The model has returned arrays, each of which holds information about the detected objects. The information includes identifiers for the types of objects, coordinates locating the objects within the image, and detection scores, corresponding to how certain the model is about its prediction.

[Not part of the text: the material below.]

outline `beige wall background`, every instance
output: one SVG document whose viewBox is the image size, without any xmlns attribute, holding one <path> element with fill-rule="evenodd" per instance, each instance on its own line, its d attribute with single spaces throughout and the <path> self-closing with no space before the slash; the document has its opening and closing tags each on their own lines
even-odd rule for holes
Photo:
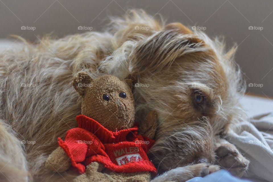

We can use a few functions to help us to superimpose the information in this dictionary onto the original image.

In [None]:
def draw_boxes(image_path, boxes, scores, labels, scaling, padding, class_labels):
    image = cv2.imread(image_path)  # Read image
    colors = {
        name: [
            random.randint(0, 255) for _ in range(3)
        ] for i, name in enumerate(class_labels)
    }
    for i, (x0, y0, x1, y1) in enumerate(boxes):
        box = np.array([x0, y0, x1, y1]).astype('float64')
        box -= np.array(padding*2)
        box /= scaling
        box = box.round().astype(np.int32).tolist()
        score = round(float(scores[i]), 3)
        name = labels[i]
        color = colors[name]
        name += ' '+str(score)
        cv2.rectangle(image, box[:2], box[2:], color, 2)
        cv2.putText(
            image,
            name,
            (box[0], box[1] - 2),
            cv2.FONT_HERSHEY_SIMPLEX,
            0.75,
            [0, 255, 0],
            thickness=2
        )
    img = cv2.cvtColor(image, cv2.COLOR_BGR2RGB)
    fig = plt.gcf()
    fig.set_size_inches(24, 12)
    plt.axis('off')
    plt.imshow(img)

In [None]:
boxes = result[0][0]
scores = result[0][1]
labels = result[0][2]

In [None]:
draw_boxes(sample_image, boxes, scores, labels, scale_factor, padding, class_labels)

Fantastic! So you've seen how we can use a pre-trained model to identify objects in images. In the next notebooks, we will deploy this model using RHOAI Model Serving, which allows us to use it as part of a larger application.